2. Post-optimization operation simulation: simulate the RES design obtained in step 1 using the scenarios of other climate models, such as the BCC-CSM2-MR climate model.
3. Identification of unserved energy periods: find the hours/days when the RES fails to supply the total electricity demand, necessitating electricity from an external grid. Arrange these periods based on the highest cumulative value of electricity required from the external grid for successive hours.
4. Identification of extreme weather events: classify as extremes the days preceding the grid-reliant periods, which resulted in inadequate power generation and insufficient charging of the storage.
5. Weather data substitution: replace the original weather data of the MPI model with the calendar days corresponding to the selected extreme days. Re-optimization: rerun the optimization using the modified weather dataset. A new RES design solution is obtained.

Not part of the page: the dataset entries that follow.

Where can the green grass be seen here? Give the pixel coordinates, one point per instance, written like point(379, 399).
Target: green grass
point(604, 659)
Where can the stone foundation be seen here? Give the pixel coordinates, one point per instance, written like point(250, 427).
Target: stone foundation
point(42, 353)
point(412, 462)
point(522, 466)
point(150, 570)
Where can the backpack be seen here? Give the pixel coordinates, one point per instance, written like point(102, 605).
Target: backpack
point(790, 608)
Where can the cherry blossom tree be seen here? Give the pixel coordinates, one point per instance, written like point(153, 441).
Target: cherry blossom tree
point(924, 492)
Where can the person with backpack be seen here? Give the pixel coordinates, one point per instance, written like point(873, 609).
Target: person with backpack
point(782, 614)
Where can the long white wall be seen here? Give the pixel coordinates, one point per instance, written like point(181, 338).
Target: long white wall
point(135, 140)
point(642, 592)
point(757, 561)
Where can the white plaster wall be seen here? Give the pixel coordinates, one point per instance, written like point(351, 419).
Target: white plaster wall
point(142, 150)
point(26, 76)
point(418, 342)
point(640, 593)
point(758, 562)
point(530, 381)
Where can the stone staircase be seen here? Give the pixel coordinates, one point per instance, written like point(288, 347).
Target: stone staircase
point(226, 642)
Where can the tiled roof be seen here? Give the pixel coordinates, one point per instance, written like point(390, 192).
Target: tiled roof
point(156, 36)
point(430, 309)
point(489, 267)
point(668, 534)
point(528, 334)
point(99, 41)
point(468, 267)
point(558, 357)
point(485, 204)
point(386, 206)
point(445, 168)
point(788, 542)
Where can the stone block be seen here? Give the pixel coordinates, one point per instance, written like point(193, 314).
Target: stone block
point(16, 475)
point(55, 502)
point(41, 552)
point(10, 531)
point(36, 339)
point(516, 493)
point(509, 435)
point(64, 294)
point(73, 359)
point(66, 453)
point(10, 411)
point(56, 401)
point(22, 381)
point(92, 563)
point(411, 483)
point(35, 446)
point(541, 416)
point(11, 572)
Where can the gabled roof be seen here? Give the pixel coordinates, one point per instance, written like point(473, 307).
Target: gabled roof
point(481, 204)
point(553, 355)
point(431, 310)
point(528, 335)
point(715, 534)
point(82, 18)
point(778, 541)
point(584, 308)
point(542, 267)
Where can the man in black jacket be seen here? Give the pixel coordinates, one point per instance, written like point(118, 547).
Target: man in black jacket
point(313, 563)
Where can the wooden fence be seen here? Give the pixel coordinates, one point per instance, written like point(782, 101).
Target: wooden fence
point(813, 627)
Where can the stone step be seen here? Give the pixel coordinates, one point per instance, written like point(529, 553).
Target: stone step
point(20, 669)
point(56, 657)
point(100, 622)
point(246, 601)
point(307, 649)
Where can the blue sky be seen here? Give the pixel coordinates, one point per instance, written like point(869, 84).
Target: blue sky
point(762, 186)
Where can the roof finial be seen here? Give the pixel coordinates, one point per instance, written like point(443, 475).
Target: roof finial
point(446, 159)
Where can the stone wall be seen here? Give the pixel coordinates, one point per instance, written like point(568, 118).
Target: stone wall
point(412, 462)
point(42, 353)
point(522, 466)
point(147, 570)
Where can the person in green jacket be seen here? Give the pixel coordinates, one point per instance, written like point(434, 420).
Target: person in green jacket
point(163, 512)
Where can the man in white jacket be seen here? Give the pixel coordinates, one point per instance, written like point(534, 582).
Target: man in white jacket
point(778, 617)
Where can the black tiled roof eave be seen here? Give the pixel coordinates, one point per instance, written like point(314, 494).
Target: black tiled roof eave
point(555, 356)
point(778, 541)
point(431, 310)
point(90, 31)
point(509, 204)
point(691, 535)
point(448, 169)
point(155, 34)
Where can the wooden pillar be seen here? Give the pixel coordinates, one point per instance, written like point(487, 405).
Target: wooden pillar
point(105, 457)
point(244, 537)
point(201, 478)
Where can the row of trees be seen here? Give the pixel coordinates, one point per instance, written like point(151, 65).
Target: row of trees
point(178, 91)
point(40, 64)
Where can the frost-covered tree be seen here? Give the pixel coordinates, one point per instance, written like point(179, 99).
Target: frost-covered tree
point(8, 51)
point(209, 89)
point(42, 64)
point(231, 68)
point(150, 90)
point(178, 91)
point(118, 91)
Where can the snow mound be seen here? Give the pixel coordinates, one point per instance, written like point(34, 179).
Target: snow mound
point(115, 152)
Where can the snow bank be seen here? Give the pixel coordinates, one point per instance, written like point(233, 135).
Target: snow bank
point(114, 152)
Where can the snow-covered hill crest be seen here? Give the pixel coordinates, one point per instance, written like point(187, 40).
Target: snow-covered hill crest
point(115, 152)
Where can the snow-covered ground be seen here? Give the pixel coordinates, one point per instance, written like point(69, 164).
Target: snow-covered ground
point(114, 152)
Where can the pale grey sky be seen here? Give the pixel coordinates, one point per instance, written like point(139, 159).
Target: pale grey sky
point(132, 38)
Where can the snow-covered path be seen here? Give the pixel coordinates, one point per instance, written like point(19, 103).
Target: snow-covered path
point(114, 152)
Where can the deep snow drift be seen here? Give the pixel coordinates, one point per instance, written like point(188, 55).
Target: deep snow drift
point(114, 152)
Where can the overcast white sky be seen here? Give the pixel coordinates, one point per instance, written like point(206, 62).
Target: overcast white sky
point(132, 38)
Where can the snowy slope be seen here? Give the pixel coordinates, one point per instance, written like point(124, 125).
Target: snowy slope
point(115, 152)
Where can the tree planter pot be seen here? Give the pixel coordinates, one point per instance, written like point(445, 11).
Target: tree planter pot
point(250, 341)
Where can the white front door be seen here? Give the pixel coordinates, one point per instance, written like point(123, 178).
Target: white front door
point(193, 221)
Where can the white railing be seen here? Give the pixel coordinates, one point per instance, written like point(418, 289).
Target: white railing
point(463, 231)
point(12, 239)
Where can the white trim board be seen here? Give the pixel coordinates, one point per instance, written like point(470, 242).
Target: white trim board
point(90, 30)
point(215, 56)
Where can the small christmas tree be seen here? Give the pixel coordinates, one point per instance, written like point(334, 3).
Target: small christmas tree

6. Re-simulation: Simulate the operation of the new RES design using the modified weather data across the 25-year weather datasets from all scenarios of the BCC-CSM2-MR climate model.

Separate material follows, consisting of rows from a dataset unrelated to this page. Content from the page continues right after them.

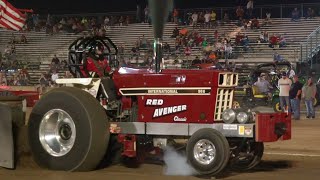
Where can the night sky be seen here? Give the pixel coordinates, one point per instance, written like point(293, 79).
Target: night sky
point(103, 6)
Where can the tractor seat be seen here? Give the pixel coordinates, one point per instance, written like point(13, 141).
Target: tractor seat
point(256, 93)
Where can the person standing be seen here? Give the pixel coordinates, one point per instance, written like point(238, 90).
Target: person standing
point(308, 94)
point(295, 96)
point(284, 85)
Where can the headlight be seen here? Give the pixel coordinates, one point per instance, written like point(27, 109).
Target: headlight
point(228, 116)
point(242, 117)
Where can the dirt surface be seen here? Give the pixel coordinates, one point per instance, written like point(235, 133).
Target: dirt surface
point(298, 158)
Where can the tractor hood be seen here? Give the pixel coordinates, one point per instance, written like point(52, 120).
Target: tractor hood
point(144, 78)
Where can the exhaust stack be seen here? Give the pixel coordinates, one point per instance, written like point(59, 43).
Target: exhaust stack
point(159, 12)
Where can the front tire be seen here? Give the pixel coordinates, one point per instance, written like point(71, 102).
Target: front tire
point(276, 105)
point(68, 130)
point(254, 152)
point(208, 151)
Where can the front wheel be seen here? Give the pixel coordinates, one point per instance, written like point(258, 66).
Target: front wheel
point(208, 151)
point(248, 157)
point(68, 130)
point(276, 105)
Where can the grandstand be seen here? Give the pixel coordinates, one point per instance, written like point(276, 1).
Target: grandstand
point(41, 47)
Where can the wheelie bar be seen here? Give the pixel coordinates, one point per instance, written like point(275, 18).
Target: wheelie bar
point(6, 137)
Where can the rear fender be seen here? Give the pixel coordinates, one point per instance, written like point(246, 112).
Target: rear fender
point(270, 127)
point(6, 137)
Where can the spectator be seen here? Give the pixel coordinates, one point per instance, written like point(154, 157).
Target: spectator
point(277, 57)
point(54, 76)
point(146, 14)
point(284, 85)
point(309, 94)
point(310, 14)
point(175, 32)
point(262, 38)
point(295, 96)
point(175, 16)
point(207, 19)
point(255, 24)
point(282, 41)
point(166, 47)
point(138, 14)
point(292, 74)
point(121, 49)
point(240, 13)
point(3, 79)
point(194, 19)
point(295, 15)
point(55, 60)
point(64, 64)
point(250, 8)
point(263, 85)
point(196, 61)
point(67, 74)
point(23, 39)
point(213, 19)
point(228, 51)
point(144, 42)
point(267, 20)
point(226, 17)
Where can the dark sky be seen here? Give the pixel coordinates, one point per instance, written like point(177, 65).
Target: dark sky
point(102, 6)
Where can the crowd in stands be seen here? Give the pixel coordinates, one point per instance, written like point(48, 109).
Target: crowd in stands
point(218, 46)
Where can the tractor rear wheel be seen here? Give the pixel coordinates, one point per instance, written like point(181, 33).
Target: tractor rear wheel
point(276, 105)
point(249, 157)
point(68, 130)
point(208, 151)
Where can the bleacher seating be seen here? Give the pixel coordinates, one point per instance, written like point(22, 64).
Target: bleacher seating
point(42, 47)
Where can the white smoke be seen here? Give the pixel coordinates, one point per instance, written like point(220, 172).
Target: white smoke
point(176, 164)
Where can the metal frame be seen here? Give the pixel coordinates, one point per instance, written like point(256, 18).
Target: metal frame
point(180, 129)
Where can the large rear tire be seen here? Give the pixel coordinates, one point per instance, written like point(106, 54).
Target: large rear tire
point(251, 159)
point(208, 152)
point(68, 130)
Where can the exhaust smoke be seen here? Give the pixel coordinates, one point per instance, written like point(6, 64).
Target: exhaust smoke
point(176, 164)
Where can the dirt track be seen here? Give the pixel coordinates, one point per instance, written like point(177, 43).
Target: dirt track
point(295, 159)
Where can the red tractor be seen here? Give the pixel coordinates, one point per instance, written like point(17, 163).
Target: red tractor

7. Iterative procedure: if the RES is feasible over the whole hourly 25-year weather dataset of all the scenarios, then the procedure stops; otherwise, return to step 3.

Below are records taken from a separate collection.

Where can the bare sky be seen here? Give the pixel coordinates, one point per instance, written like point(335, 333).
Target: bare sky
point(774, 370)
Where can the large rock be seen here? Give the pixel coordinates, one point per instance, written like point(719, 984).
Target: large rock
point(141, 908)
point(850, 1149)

8. Cross-model simulation: using the newly feasible solution for all scenarios from the two climate models, MPI-ESM-HR and BCC-CSM2-MR, repeat the procedure by simulating this solution for other climate models (CMCC-CM2-SR5 and MRI-ESM2).
We apply this methodology to design a resilient RES dedicated to two buildings located in Saudi Arabia–a residential and an office building with complementary load demand. As an initial step, we performed a comprehensive study on estimating the electricity demand for all climate scenarios using alternative climate models. These simulation results indicate that the electricity load increases throughout the century across most scenarios. The optimization results focus on the first-stage variables and the corresponding expected LCC of the RES over 25 years. We also address each socio-economic scenario individually to estimate the cost of climate change. For the end of the century, a high-emission scenario has a 20% increase in the LCC compared to the LCC obtained with a sustainable scenario. Detailed results indicate also the periods of unserved energy across multiple scenarios. The computational results show that incorporating the extreme weather events from various scenarios to obtain a feasible design over multiple models and scenarios can increase the expected LCC up to 271%, compared to the LCC obtained from one stochastic program with scenarios from only one climate model.
These findings provide useful insights into the value of stochastic programs and the high cost of resilience, which further motivate integrating decisions on building efficiency improvements and including demand side management options to flex load demand and help to address extreme weather events.
[1] Malheiro A., Castro P.M., Lima R.M., Estanqueiro A., 2015. Integrated sizing and scheduling of wind/PV/diesel/battery isolated systems. Renewable Energy 83, 646–657.
[2] https://www.iea.org/energy-system/buildings
[3] https://www.energy.gov/eere/buildings/zero-energy-buildings-resource-hub
[4] https://www.nrel.gov/news/features/2023/nrel-researchers-reveal-how-buildings-across-the-united-states-do-and-could-use-energy.html
[5] Demirbas, A., Hashem A. A., Bakhsh A. A., The cost analysis of electric power generation in Saudi Arabia, Energy Sources, Part B: Economics, Planning, and Policy 12 (2017) 591–596.
[6] John A., Douville H., Ribes A., Yiou P., 2022. Quantifying CMIP6 model uncertainties in extreme precipitation projections. Weather and Climate Extremes 36, 100435.